風音と水文明で出会って思ったのは、自分もそうだったかもしれない、人ごとには思えないという予感。直感って言った方が正しいかもしれないけど。もし俺が夕花に起きていることの正体に気づくタイミングが何処かにズレていたら。俺は夕花をこんな風にした相手を探してジャシンの力を使おうとしていたかもしれない。まぁそんなことをしていたら、ジャシンに取り込まれていたんだろうな。
『夕哉、辰登りの丘ででけえ機械の目撃があったらしい!多分ワープした直後のCOMPLEXだ!公輝さんが車を出してくれる!俺たちもすぐに追いかける!先に光屋のサポートを頼むわ!』
「うん、絶対間に合わせる!」
俺は、運良くここにいるだけ。もし御白に出会わずデュエマのやり方を知らずにジャシンと出会っていたら?竜也さんに出会わず対戦相手の向き合い方を知らずにデュエマを続けていたら?もしジャシンの誘いに乗って、好きなようにクリーチャーの力を行使していたら?

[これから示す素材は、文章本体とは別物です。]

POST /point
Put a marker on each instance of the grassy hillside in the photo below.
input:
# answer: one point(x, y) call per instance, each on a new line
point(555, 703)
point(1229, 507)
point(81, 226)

いくつものもしもがあって、今の俺はいると思う。だから風音が自分のために動いていると聞いた時に強く否定できなかった。自分がそこに立っていた可能性を否定できなかったから。
俺は辰登りの丘を目指す公輝さんのパトカーを待ちながら、ジャシンを呼び出す。
「ジャシン、出てきて」
「なんだ、夕哉よ」
「ジャシンは、俺以外の人間に出会いたかった?」
「…須谷風音の話か?確かに奴に出会えれば、余の復活はもっと早かっただろうな」
「それもあるけど。でもさ………」
「夕哉くーん!頼んだよー!!」
公輝さんの声が聞こえてくる。ジャシンは俺の考えてることを見透かしたかのようにため息をついた後、いつもよりほんの少しだけ優しい声でこう言った。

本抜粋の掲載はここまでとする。